— А почему вы, Алексей Николаевич, не сложили покойному Семену прощальную песню? Вон Яков Петрович Полонский написал такое прекрасное душевное стихотворение, хотя Надсон и не был с ним столь близок, как с вами. А вас он мало сказать любил, он боготворил вас, Padre. Да и вы, по-моему, были к Семену привязаны больше, чем к кому-либо из молодых.

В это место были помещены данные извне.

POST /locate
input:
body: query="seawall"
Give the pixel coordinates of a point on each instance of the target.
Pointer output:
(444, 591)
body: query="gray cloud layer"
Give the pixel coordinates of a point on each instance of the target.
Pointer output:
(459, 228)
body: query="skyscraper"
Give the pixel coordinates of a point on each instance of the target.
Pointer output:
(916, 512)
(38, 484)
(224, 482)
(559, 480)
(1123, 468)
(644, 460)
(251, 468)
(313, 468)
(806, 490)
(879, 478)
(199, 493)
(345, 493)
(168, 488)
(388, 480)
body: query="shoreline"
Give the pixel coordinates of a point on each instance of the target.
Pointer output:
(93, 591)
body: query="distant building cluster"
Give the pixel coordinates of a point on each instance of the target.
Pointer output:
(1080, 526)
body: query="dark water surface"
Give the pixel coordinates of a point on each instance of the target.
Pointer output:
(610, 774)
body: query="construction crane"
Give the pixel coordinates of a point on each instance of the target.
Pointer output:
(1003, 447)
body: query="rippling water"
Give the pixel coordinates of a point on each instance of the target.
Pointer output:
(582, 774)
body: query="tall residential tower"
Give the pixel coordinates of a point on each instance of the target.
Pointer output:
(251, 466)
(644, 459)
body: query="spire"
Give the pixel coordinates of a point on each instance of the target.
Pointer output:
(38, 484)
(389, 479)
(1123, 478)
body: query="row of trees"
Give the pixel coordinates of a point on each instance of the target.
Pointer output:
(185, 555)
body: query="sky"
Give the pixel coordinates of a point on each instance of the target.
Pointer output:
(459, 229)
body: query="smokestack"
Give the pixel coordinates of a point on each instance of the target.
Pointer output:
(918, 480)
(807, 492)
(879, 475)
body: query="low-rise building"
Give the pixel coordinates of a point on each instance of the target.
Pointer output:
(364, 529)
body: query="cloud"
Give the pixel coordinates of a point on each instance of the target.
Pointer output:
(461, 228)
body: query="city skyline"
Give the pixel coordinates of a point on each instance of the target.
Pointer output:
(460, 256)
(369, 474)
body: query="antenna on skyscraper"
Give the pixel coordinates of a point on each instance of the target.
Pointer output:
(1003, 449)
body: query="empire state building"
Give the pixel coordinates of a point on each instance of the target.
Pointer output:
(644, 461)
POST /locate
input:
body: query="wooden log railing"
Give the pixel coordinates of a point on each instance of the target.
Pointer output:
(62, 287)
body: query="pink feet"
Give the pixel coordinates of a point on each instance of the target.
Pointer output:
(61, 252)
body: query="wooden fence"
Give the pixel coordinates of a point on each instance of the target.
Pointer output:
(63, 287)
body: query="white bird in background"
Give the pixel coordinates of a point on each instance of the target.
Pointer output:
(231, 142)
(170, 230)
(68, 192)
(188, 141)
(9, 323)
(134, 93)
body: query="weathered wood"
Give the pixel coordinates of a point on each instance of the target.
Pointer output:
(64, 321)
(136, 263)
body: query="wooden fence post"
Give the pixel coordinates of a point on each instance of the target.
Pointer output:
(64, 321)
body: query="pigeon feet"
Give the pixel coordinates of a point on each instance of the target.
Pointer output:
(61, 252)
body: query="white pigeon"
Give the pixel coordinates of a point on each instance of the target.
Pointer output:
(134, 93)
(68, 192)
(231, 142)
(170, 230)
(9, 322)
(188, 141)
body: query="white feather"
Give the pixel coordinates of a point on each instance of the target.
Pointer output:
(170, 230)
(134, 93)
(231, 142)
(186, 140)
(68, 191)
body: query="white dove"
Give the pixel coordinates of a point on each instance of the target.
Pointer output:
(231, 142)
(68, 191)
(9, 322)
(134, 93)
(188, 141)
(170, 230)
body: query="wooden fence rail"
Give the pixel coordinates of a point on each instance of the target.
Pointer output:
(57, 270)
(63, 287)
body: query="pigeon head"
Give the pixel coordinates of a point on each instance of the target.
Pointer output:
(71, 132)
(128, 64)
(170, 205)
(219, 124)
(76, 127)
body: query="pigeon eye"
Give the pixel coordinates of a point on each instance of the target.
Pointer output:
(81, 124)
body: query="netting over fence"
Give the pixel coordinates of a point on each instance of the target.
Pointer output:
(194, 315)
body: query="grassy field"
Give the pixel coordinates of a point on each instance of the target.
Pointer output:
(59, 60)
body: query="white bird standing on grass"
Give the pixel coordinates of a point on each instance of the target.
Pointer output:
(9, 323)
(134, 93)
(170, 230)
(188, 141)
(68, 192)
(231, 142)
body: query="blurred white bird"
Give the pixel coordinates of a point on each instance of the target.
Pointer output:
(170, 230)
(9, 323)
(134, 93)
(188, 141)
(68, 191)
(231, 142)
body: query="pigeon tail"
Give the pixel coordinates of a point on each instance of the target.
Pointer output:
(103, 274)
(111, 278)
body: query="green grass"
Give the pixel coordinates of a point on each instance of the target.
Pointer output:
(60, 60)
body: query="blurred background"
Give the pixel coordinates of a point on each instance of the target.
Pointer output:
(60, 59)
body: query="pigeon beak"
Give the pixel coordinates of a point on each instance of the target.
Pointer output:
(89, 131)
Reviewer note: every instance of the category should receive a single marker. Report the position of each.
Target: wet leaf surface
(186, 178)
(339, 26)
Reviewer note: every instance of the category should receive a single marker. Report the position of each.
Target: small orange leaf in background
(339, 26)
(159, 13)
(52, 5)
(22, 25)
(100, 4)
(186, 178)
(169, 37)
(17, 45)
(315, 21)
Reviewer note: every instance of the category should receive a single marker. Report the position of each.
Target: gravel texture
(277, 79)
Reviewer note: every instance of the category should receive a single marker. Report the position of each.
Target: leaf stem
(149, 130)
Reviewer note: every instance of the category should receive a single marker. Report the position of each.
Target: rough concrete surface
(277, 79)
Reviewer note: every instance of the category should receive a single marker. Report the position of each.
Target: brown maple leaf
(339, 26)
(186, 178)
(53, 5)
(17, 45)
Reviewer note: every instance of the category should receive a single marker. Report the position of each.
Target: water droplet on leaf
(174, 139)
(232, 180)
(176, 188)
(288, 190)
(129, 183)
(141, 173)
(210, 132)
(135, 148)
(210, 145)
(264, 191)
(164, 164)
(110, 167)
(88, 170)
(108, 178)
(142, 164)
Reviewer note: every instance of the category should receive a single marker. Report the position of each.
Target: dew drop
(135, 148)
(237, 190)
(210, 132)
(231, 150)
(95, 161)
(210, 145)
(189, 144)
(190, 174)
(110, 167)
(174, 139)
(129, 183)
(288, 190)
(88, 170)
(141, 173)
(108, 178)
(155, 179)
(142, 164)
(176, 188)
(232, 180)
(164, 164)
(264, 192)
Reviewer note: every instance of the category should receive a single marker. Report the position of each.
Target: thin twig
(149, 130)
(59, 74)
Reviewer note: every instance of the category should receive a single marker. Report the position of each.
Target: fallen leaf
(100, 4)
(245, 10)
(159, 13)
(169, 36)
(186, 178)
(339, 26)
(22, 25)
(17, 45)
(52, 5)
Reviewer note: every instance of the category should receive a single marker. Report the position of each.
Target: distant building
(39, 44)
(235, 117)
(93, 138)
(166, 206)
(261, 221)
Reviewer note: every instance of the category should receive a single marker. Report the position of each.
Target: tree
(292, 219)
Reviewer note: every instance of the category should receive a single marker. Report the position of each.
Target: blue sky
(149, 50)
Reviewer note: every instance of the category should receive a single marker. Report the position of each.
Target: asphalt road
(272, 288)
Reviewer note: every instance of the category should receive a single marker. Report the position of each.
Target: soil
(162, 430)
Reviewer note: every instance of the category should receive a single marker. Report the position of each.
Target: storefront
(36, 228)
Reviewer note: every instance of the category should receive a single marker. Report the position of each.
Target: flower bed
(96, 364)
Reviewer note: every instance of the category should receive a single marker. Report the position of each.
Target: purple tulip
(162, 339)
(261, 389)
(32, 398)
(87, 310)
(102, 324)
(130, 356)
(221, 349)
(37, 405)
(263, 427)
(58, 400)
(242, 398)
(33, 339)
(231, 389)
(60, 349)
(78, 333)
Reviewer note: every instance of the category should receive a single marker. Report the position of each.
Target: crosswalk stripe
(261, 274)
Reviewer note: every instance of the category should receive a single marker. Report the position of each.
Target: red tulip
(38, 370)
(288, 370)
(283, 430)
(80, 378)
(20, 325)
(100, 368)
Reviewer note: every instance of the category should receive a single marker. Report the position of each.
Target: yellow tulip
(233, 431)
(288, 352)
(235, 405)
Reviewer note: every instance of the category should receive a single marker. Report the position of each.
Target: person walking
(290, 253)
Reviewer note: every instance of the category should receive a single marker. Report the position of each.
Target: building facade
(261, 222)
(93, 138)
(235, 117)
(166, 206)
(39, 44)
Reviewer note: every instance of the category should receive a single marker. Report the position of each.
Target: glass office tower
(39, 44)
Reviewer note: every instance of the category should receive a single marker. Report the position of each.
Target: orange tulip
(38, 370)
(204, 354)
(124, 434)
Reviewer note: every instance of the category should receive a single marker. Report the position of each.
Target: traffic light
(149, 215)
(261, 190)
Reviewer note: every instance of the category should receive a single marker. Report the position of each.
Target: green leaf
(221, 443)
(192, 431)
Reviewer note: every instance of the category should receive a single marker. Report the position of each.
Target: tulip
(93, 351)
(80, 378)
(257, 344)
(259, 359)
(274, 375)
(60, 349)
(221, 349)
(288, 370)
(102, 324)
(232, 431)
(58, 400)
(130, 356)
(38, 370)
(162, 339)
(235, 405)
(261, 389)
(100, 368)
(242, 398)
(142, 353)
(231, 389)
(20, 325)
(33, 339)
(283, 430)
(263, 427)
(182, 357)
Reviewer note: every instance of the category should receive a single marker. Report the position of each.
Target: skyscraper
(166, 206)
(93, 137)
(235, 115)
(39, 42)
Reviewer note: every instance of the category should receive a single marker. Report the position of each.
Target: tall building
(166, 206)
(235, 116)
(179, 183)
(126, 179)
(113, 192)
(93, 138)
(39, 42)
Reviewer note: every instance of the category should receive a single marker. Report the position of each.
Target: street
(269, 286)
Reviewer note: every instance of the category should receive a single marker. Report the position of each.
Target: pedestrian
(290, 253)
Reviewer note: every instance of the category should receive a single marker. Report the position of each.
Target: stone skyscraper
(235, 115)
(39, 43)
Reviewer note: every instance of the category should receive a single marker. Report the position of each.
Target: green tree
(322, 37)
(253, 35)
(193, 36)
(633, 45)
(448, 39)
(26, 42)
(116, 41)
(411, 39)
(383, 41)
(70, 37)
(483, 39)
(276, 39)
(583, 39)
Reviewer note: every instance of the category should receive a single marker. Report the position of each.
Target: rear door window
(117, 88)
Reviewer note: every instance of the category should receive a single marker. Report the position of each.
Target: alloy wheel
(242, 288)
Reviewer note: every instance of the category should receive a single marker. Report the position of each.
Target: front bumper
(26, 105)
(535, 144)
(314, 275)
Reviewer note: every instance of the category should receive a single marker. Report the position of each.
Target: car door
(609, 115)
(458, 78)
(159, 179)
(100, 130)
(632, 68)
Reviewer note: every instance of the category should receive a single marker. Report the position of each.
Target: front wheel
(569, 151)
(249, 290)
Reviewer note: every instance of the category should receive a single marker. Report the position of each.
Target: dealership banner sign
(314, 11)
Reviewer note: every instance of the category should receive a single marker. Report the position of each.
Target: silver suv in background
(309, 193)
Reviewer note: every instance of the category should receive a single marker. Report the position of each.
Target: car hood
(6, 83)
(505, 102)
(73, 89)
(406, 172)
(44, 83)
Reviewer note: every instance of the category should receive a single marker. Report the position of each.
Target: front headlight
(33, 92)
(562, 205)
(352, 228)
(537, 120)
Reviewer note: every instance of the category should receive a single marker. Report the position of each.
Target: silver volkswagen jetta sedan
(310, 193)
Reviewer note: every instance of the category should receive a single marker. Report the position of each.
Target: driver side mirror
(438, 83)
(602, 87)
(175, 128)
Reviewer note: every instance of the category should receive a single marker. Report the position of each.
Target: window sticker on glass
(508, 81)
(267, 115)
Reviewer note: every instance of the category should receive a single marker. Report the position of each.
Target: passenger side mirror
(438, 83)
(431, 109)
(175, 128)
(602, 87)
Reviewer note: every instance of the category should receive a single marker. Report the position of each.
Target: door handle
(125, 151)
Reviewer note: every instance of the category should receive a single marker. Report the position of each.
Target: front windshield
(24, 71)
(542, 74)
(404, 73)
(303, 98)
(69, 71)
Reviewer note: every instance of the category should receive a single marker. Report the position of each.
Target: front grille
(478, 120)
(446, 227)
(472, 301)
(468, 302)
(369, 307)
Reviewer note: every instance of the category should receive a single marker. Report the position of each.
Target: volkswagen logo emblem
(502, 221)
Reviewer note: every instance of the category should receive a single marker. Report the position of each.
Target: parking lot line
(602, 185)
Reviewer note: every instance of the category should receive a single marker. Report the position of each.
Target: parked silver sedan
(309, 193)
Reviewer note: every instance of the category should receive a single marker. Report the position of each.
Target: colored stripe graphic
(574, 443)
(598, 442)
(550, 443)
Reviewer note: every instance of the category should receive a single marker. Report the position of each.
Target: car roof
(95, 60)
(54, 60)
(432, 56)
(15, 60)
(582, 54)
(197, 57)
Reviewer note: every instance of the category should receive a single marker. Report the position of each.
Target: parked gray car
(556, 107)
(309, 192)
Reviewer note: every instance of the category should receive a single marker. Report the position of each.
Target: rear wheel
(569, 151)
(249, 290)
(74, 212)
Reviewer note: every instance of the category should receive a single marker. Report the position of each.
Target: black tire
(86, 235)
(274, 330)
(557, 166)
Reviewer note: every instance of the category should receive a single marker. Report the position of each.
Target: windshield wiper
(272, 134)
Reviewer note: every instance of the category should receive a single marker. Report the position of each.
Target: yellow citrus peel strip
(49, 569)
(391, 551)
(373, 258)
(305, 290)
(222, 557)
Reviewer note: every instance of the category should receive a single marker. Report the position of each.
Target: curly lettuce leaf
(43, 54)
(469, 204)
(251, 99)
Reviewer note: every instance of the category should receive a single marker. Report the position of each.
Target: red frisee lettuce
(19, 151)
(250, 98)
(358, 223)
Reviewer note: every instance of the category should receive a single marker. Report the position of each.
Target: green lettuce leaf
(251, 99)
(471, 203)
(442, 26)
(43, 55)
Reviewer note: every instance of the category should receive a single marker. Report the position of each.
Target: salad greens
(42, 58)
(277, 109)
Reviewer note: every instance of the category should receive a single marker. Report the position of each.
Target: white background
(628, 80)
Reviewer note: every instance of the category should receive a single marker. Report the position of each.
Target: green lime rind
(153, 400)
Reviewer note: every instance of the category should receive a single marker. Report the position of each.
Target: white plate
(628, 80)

— Да, Всеволод Михайлович, вы правы: я очень любил покойного Семена Яковлевича… А прощальной, как вы сказали, песни сложить потому и не смог, что было мне, мой друг, очень тяжело. Да и какой я нынче стихотворец, так, одна зола осталась. А Яков Петрович — еще молодец! Да и поэт он не чета мне — он, как говорится, поэт милостью божьей, а я ведь — из резонеров…
— Полноте, Алексей Николаевич, зачем вы говорите такое. — Гаршин даже как-то торопливо перебил Плещеева. А потом уже чуть задумчиво продолжал: — Вы, Padre, не только тоже поэт милостью божьей, о чем, кстати, на вашем юбилее сказано всеми, но вы еще и гражданская совесть поэзии. А о том, что вы прекрасный поэт, говорит хотя бы недавнее ваше стихотворение «В альбом Антону Рубинштейну», которое я прочитал в «Ниве» летом прошлого года.
— Ох, опять славословите вы старика не по заслугам. Юбилей мой прошел, хватит толковать о моих достоинствах, да и стих-то, который вы упомянули, слабенький, — сказал Алексей Николаевич и заговорил о молодых литераторах, расхваливая Короленко и Чехова.
Гаршин согласился с высокой оценкой Алексеем Николаевичем творчества Короленко и Чехова.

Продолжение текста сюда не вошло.